I decided to spend the first day of my practice on the lower end of the lake since I knew it had produced decent bags in the past. I began fishing shallow with a buzzbait and caught five small largemouth in the first couple of hours. The water temperature was in the high 80’s and I figured that once the sun got up that the shallow bite might turn off. So around 9:30 AM I headed out to some offshore stuff and started graphing around. I quickly found a brush pile and made a few casts to it, which resulted in a six or seven pound largemouth. At that point, I figured this could be a decent pattern and began looking for more brush piles. By the end of the first day, I had found 35 brush piles and gotten bit in the majority of the ones I fished. I wasn’t sure of the size, as I was shaking off all of the bites, but I did manage to see a couple other good fish and felt really comfortable with the pattern. I spent the next two days expanding on the southern portion of the lake and by the end of practice I had roughly 75-100 brush piles marked in water from six feet to twenty-five feet deep. Again, I routinely got bit in the piles I chose to fish and felt very comfortable heading into the tournament with my pattern. My biggest concern was how much pressure each brush pile would get and that I had put all my eggs into one basket by not looking for a secondary pattern.
On the first day of the tournament, I managed to catch about a dozen keepers fishing the brush piles, but never managed to catch any big fish. I did jump off a three pounder which would have culled me up a pound, but I never saw the quality I was hoping for. But several of the top leaders fished around me and we were sharing several of the same brush piles so I knew the quality was there and I just needed to get them to bite. I also left several of the isolated brush piles alone since I thought they might help me more on day two after hitting the community piles. I ended the day in 37th place with 12 lbs. 1 oz.

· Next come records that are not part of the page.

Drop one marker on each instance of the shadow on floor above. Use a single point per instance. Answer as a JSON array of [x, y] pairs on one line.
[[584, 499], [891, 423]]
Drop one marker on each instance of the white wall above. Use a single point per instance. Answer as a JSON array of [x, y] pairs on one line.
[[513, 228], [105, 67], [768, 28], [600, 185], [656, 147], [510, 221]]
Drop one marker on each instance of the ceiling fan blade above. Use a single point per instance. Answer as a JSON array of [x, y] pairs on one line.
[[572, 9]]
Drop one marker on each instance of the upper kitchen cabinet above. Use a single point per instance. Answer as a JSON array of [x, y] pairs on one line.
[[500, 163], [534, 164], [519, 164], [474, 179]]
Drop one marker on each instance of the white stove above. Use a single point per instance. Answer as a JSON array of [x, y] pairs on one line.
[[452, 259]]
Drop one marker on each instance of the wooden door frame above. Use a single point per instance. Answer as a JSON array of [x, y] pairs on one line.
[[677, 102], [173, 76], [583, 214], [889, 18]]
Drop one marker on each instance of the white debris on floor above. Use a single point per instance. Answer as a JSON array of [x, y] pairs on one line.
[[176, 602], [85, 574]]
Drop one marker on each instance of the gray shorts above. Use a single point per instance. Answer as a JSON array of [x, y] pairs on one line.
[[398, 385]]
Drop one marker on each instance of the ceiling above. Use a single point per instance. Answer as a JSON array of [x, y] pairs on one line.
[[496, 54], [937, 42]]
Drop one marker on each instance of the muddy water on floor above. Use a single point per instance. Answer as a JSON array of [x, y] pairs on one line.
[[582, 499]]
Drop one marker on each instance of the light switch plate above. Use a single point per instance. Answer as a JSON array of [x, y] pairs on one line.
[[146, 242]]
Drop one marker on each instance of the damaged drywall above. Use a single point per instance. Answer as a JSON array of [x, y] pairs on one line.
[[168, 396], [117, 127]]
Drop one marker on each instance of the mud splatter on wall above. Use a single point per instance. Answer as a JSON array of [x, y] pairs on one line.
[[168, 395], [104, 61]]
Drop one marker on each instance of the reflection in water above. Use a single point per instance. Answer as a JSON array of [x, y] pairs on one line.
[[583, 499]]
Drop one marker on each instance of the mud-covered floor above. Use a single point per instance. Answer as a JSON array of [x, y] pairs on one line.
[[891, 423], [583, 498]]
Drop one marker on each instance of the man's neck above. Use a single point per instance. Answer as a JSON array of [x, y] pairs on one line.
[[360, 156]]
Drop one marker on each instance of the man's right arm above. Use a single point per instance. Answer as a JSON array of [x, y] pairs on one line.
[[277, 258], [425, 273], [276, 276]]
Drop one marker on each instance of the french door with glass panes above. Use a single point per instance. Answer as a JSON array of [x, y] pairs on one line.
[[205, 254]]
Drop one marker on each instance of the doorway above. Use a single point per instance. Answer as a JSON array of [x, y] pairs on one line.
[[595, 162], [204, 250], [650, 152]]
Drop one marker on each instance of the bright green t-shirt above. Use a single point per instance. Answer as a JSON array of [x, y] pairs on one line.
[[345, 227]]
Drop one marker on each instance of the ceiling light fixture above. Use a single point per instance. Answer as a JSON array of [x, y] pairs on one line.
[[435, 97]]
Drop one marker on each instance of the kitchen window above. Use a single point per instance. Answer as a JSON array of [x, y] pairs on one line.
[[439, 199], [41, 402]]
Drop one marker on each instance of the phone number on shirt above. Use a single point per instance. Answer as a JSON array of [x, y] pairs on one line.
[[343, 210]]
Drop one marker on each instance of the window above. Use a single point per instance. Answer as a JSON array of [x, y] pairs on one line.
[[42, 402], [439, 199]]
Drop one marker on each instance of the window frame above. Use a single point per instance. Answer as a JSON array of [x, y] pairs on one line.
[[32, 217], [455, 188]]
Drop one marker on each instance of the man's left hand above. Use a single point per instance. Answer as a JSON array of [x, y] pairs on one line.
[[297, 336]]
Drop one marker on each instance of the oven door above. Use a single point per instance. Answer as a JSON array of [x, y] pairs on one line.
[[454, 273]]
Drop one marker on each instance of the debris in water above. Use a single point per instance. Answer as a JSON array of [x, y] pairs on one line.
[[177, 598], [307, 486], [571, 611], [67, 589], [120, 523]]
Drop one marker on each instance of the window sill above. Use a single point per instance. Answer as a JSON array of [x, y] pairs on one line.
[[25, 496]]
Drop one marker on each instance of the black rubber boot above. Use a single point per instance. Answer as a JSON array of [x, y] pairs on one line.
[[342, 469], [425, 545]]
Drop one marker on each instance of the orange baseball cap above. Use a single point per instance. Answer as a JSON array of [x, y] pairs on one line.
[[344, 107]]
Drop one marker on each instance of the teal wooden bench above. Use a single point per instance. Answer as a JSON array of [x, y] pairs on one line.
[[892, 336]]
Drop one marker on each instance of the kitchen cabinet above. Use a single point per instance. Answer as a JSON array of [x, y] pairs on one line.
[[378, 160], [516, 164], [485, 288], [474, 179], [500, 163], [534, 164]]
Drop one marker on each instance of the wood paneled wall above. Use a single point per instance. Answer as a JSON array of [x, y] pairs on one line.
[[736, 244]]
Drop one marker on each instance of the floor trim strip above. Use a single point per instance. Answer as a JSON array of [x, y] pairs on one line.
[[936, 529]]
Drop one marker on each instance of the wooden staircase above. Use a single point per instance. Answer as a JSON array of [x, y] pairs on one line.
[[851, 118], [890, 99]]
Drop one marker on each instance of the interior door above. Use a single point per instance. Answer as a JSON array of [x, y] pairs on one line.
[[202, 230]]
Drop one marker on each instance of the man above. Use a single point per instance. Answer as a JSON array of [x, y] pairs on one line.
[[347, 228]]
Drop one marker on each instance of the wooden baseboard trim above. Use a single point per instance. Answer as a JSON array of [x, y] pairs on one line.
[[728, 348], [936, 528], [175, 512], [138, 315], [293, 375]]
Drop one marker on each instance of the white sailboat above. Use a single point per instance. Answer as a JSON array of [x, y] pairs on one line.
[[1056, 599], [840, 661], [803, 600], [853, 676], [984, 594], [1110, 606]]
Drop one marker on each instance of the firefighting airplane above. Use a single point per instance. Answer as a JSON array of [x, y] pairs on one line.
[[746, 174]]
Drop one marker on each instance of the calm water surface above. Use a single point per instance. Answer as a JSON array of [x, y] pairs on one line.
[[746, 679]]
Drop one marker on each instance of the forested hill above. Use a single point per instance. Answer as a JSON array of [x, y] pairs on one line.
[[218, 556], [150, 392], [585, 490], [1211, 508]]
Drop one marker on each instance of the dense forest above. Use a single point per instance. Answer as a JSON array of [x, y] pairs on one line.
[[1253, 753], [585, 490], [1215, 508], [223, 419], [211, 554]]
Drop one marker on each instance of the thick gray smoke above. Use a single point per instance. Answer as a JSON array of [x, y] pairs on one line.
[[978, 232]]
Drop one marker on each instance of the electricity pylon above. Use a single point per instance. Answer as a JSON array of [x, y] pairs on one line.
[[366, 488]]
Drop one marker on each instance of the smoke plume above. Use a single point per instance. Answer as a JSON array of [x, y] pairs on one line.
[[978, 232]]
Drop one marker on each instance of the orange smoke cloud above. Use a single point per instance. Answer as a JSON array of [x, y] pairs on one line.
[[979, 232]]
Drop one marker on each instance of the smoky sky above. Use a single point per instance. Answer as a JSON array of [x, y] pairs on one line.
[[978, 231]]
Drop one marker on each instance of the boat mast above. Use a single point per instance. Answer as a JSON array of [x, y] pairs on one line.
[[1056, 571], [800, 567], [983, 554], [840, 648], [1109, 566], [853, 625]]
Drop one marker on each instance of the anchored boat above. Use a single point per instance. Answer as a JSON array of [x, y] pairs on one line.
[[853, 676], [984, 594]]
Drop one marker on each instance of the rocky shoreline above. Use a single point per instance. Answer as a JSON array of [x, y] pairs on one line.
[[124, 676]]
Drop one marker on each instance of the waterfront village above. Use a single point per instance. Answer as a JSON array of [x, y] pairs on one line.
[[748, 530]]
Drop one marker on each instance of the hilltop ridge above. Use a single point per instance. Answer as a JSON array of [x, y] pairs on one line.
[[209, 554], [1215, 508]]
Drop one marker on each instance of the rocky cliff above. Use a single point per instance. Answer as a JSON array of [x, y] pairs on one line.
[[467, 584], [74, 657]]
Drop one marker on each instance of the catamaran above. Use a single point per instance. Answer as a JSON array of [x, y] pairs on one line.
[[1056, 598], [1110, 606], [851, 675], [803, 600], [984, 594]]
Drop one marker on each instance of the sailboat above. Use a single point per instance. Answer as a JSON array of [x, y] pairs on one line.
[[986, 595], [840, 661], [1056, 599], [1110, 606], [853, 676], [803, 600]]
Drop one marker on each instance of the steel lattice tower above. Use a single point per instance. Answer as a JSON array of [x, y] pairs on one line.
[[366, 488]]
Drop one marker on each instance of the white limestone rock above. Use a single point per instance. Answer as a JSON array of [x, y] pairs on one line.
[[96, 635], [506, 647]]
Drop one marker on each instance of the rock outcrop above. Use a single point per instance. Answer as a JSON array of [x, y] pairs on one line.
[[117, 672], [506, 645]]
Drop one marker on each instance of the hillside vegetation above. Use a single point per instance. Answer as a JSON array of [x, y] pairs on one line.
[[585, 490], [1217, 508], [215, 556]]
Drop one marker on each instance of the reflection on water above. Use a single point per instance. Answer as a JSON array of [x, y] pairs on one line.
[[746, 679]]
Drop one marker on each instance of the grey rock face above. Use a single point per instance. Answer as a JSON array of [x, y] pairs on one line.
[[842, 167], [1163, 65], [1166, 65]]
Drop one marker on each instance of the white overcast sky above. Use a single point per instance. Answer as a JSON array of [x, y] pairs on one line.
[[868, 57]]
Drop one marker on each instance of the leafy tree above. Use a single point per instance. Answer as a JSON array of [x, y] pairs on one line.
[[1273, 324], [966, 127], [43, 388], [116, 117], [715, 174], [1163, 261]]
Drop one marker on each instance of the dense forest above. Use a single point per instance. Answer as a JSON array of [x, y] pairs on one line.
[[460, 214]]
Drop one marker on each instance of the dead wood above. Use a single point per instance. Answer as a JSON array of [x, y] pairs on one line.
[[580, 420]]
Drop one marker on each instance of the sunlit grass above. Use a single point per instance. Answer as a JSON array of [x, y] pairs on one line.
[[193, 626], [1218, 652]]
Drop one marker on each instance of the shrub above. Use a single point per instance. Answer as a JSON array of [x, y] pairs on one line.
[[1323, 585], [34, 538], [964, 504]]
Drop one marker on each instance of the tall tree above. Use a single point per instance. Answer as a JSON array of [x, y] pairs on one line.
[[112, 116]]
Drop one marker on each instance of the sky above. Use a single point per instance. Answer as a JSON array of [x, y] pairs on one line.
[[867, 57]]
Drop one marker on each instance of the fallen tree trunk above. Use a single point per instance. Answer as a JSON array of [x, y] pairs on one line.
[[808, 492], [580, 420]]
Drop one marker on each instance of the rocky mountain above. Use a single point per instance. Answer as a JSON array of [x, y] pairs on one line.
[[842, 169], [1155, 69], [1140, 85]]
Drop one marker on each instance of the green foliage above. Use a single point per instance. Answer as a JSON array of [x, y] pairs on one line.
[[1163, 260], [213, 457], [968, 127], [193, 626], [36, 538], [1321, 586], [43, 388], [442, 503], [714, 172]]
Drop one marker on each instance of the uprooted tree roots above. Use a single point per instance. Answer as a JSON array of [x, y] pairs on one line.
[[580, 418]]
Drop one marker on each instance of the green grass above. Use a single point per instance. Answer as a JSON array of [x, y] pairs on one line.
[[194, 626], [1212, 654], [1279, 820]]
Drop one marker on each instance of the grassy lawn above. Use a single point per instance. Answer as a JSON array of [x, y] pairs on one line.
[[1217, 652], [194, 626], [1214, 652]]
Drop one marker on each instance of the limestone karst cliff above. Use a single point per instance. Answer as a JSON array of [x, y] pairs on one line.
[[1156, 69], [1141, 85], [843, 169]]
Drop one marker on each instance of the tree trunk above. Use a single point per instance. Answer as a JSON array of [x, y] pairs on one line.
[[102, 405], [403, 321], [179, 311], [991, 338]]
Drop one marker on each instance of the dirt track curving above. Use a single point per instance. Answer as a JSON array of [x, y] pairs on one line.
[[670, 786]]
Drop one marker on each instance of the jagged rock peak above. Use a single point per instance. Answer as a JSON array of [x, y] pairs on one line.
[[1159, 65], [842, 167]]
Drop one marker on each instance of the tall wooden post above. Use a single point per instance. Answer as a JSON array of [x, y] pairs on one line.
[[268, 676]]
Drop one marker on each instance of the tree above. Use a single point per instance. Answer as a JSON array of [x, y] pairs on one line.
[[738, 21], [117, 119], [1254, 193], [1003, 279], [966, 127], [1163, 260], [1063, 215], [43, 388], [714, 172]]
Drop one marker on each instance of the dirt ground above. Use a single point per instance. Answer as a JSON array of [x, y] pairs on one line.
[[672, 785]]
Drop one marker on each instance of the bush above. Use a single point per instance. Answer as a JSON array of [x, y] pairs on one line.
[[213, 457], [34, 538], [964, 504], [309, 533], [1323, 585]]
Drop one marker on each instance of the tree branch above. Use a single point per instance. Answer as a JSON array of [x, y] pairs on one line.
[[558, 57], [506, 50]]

On day two, I began fishing several of the same brush piles I fished on the first day and quickly boated a three pounder. The bite definitely seemed more difficult and it took me until around noon to secure a limit. Since the bite was getting tougher I spent the last two hours fishing shallow with a Jackall Binksy that my roommate Jeff Gustafson had recommended to me the day before. He ended up in 5th fishing it the whole tournament and it ended up producing two quality keeper fish for me and I culled up to 13 lbs. 7 oz. and finished 31st. I did lose one fish close to six pounds at the boat, which would have put me into the top 20 cut, but that’s how it goes. The fish were not eating the baits great and they would not stop jumping, which is why a lot of guys lost big fish in this tournament.
Overall, it was another solid tournament for me. I really would have liked to have made the cut, but am satisfied with my performance. I’ve never specifically targeted brush piles for an entire tournament and it gives me additional confidence in my offshore game. My Hummingbird electronics were a huge part in my success in this tournament and it always amazes me how accurate they can be. I caught the majority of my fish on a ¾ oz. football head jig, but also caught a few on a swimbait over the top of the brush piles. I wish I had spent more time doing that as it sounds as if a lot of the top finishers were getting bigger bites on swimbaits. I also think a lot of guys were catching good fish out of brush piles in the creek arms, which were more overlooked than the main lake structure and in the future I’ll spend more time looking in the not so obvious places. Lastly, I’m amazed at the quality of shallow fish that were caught in 90 degree water. I guess those southern fish are used to it.